US invites comments on ICANN contract

A branch of the U.S. Commerce Department is accepting comments on the fate of ICANN, the controversial organization that supervises Internet domain names.

A branch of the US Commerce Department is accepting comments on the fate of the Internet Corporation for Assigned Names and Numbers (ICANN), the organisation that supervises Internet domain names.

The deadline for comments is Friday, according to the National Telecommunications and Information Administration (NTIA), which began soliciting input June 7.

The US government pledged in 1997 to privatisze ICANN, a non-profit organisation based in California, and invite more international participation in its policy making. The comments will be incorporated into a public meeting on ICANN's transition on July 26.

ICANN has been criticised for falling under the control of the US government. The Commerce Department has had agreements with ICANN since 1998 concerning its transition. The latest agreement expires on September 30.

ICANN's position in both the administration of the Internet and location within the US has made it a target for criticism.

Companies that manage country-code Top Level Domain have charged that ICANN has not been transparent enough in its governance practices. Those disputes have only recently been resolved, with seven registries making arrangements to work with ICANN over the last two months.

The US, while pledging cooperation, has also asserted the large role it will continue to play, citing the need for stability and security in light of Internet commerce.

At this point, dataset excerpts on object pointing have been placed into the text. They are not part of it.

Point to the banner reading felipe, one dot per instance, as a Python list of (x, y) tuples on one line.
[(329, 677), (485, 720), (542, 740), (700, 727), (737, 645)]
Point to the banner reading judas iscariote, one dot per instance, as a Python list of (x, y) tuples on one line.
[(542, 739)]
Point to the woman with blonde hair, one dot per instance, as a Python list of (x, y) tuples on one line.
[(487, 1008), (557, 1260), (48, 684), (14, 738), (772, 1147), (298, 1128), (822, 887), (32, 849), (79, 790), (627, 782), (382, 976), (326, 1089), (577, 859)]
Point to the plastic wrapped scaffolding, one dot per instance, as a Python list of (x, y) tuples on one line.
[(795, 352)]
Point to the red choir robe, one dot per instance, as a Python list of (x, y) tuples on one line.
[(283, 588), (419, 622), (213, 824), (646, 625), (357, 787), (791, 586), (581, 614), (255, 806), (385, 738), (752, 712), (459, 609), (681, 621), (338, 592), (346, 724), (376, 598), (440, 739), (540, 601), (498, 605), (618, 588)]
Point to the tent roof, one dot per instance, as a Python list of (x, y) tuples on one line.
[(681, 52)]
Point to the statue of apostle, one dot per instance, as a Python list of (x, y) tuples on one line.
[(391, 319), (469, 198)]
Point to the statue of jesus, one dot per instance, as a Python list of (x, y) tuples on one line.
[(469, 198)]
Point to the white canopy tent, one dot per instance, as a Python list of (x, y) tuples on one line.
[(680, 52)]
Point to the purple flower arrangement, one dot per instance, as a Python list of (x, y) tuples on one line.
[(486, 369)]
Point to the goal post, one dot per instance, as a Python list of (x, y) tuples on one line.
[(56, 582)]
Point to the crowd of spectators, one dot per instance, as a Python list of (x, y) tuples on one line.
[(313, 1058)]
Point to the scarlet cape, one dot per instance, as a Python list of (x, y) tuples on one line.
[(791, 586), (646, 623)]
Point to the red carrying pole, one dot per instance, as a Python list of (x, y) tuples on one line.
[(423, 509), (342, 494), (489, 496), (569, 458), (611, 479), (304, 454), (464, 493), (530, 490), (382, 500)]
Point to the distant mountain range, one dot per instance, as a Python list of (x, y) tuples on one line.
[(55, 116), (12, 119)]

In July 2005, the U.S. said it would not take action that would have the potential to adversely impact the effective and efficient operation of the DNS and would therefore maintain its historic role in authorising changes or modifications to the authoritative root zone file.

ICANN's jurisdiction includes oversight of the 13 root servers worldwide that match top level domain names with numeric addresses needed to serve Web pages. It also has the power to approve new top level domains, such as ".tel" approved in May, and technical policy making crucial to the functioning of the Internet.

Opinions posted on NTIA's website appear to be part of a semicoordinated campaign of form-letter writing, with writers listing home countries of Togo, Nigeria, Jordan, Brazil, Morocco and Haiti, among others. Most favour the creation of an organisation distanced from the US government.

"The best institution would be a nonprofit foundation controlled by nonprofit, nongovernmental institutions with an interest in the free flow of information," Thomas Doehne, of California, wrote.

"As the Us reviews its contract with ICANN, it should work cooperatively with all stakeholders to complete the transition to a Domain Name System independent of U.S. governmental control," Laurent Mellinger, of France, wrote.